During May 2019, Stanford University researchers demonstrated fluid-filled lenses that automatically adjust focus. An eye tracker and a depth camera help a fluidic control system select a focal point. Autofocals have potential to greatly improve abilities to correct typical age-related vision impairments. But the technology might also improve vision in people who do not need corrective lenses or eye surgery, as can occur when people with good eyesight use magnifying spectacles for work and hobbies.

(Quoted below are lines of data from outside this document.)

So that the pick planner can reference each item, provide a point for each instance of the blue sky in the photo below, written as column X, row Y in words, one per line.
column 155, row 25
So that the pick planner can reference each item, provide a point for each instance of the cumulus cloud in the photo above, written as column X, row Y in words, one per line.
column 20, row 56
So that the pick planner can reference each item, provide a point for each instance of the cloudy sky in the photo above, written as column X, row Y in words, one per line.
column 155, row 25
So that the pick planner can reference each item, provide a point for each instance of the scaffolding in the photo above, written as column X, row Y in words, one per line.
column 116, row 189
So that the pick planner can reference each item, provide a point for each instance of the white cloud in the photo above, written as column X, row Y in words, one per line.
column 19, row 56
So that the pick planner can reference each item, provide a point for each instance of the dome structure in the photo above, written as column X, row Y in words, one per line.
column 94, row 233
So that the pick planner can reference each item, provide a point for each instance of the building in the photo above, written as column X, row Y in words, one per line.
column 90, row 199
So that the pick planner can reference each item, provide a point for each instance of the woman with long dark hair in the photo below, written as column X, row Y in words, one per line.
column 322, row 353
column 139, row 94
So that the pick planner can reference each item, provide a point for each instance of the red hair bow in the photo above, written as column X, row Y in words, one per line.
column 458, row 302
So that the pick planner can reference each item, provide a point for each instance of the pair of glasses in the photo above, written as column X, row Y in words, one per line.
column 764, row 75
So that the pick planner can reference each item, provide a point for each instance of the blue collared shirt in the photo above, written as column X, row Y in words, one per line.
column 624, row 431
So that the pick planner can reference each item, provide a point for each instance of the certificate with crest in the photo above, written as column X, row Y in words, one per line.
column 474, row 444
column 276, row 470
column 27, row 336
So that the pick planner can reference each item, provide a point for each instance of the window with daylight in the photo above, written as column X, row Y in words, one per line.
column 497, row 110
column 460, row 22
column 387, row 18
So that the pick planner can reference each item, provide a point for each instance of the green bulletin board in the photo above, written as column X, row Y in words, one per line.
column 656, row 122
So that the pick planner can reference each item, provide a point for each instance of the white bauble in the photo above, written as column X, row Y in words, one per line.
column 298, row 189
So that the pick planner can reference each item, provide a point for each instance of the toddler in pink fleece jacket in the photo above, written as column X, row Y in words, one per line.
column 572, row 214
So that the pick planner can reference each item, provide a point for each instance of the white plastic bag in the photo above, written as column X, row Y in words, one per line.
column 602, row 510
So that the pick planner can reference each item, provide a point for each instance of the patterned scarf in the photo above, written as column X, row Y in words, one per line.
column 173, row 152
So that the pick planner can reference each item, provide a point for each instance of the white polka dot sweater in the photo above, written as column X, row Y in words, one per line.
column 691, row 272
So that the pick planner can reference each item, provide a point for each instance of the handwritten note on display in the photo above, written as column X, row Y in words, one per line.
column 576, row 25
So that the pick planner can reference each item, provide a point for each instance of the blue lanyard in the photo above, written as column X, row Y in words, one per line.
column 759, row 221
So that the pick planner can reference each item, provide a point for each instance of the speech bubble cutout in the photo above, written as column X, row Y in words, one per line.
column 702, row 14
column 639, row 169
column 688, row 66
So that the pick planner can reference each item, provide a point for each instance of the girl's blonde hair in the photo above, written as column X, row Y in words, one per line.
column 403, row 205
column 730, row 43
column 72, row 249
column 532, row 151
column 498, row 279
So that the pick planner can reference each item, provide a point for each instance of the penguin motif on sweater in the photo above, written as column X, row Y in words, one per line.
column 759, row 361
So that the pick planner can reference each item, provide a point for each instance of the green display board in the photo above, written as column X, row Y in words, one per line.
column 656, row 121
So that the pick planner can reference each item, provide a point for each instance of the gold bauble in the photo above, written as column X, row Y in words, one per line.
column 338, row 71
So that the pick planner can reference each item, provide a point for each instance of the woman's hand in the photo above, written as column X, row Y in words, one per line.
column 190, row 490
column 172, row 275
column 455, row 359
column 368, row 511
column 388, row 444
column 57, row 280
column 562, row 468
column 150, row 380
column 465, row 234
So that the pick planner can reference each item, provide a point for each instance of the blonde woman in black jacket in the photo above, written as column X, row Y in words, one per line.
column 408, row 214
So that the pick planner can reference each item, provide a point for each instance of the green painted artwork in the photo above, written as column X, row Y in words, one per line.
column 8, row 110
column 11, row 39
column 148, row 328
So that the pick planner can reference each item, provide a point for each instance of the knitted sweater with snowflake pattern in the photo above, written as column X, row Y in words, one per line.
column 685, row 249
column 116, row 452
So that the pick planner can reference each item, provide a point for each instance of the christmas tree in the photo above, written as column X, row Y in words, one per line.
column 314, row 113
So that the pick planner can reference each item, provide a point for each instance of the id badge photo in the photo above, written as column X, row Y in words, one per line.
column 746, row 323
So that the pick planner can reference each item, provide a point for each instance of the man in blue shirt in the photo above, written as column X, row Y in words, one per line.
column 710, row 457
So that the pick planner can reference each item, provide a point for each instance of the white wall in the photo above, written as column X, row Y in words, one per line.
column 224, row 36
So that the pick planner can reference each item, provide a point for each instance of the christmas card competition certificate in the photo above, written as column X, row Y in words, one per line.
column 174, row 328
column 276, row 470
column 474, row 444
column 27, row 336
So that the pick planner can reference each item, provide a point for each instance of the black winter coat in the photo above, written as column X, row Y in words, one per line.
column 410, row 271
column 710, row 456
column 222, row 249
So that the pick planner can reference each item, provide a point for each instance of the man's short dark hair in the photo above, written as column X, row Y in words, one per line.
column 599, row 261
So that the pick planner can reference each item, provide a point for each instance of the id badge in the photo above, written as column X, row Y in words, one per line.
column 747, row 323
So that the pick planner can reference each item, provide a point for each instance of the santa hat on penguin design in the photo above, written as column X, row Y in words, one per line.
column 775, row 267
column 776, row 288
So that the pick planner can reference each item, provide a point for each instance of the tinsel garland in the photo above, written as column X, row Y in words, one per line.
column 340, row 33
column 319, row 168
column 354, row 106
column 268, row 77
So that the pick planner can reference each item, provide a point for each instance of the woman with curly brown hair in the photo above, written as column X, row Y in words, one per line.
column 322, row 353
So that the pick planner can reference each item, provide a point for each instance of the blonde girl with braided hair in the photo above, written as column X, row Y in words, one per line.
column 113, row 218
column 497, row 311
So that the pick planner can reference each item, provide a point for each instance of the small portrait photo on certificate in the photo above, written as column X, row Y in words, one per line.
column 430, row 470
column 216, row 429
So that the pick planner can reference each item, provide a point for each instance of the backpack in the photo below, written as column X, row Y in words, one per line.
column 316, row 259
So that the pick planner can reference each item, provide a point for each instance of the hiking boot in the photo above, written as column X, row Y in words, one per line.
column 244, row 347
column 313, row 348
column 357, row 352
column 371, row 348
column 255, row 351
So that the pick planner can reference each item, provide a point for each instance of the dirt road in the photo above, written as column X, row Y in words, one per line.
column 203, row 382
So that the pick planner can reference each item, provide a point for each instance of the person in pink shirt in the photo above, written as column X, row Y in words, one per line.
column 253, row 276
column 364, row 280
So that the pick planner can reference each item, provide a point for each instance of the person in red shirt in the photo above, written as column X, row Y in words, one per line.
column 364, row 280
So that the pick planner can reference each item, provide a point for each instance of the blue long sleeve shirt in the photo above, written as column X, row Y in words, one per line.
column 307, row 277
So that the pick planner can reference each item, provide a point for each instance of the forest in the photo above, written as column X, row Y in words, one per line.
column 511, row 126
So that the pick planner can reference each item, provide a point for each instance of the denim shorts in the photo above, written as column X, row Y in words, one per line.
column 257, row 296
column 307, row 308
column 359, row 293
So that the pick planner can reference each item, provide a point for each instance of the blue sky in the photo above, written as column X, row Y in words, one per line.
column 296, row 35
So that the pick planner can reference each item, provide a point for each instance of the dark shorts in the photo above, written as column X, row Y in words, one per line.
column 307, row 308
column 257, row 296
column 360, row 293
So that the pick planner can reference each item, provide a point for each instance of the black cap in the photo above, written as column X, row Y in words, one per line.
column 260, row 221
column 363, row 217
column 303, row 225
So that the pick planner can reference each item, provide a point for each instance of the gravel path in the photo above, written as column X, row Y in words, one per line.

During recent years, a US Defense Advanced Research Projects Agency– (DARPA-) funded team built a system that changes magnification when a user winks, using electronic eyeglasses in concert with advanced (passive) contact lenses. A limited clinical trial demonstrated that the lenses are thin enough to stay in place when users blink. Tests with a physical model of the human eye equipped with mechanical eyelids yielded magnifications of 1x and 2.8x on demand. In 2015, a team member told the Guardian that DARPA was "really interested in supervision, but the reality is more tame than that." Nevertheless, a June 2019 PhD thesis from one of the people on the team—University of California, San Diego, researcher Glenn Schuster—reports a number of follow-up developments. Dr. Schuster acknowledges the possibilities for vision enhancement, not only vision correction and remedies for low vision, and he noted that the prototype design has a "zero-diopter prescription," which means it is suitable for healthy eyes, not eyes that require correction.

Implications

Unlike most other proposed head-mounted devices, autofocal eyeglasses require no new display technologies. They could emerge within ten years and eventually become common personal items. For people with healthy eyes, the spectacles could at a minimum enable hands-free switching between ordinary vision and magnified views for close-up work.

Blink-controlled systems, such as those that DARPA-funded researchers developed, might also be available within ten years, but initial versions could be costly, somewhat bulky, and otherwise unlike existing contact lenses. Nevertheless, various kinds of workers and professionals might make advantageous uses of the technology. Extended use of existing prototypes would endanger eyes by depriving them of oxygen. But Dr. Schuster notes that ongoing developments seek to integrate a cavity in the lens that exposes the eye to air.

By a wide margin, most research about devices for improving vision aims toward correction of impairments, and of the remainder, most aim toward remedies for focusing errors that arise when near-eye displays render virtual or augmented realities. Wearable electronic technologies that adapt to various people's visual acuities might also aid use of head-mounted displays for extended periods without eye fatigue or simulator sickness.

Impacts/Disruptions

Developments toward systems that enhance vision might yield large rewards eventually, but the efforts involve high risks. During recent years, Canada-based start-up Ocumetics has labored to produce smart intraocular implants that can both correct and enhance vision. In April 2019, the company reported it had redesigned its implants to be more suitable for mass production, but the redesign seems to introduce multiyear delays in schedules for clinical trials and regulatory approvals.

For unknown reasons, nearsightedness is on the upswing. About a third of the world's population has impaired distance vision—up from less than a quarter 20 years ago. If current trends continue, half the world will be nearsighted in 2050. Demand for technological remedies will be enormous.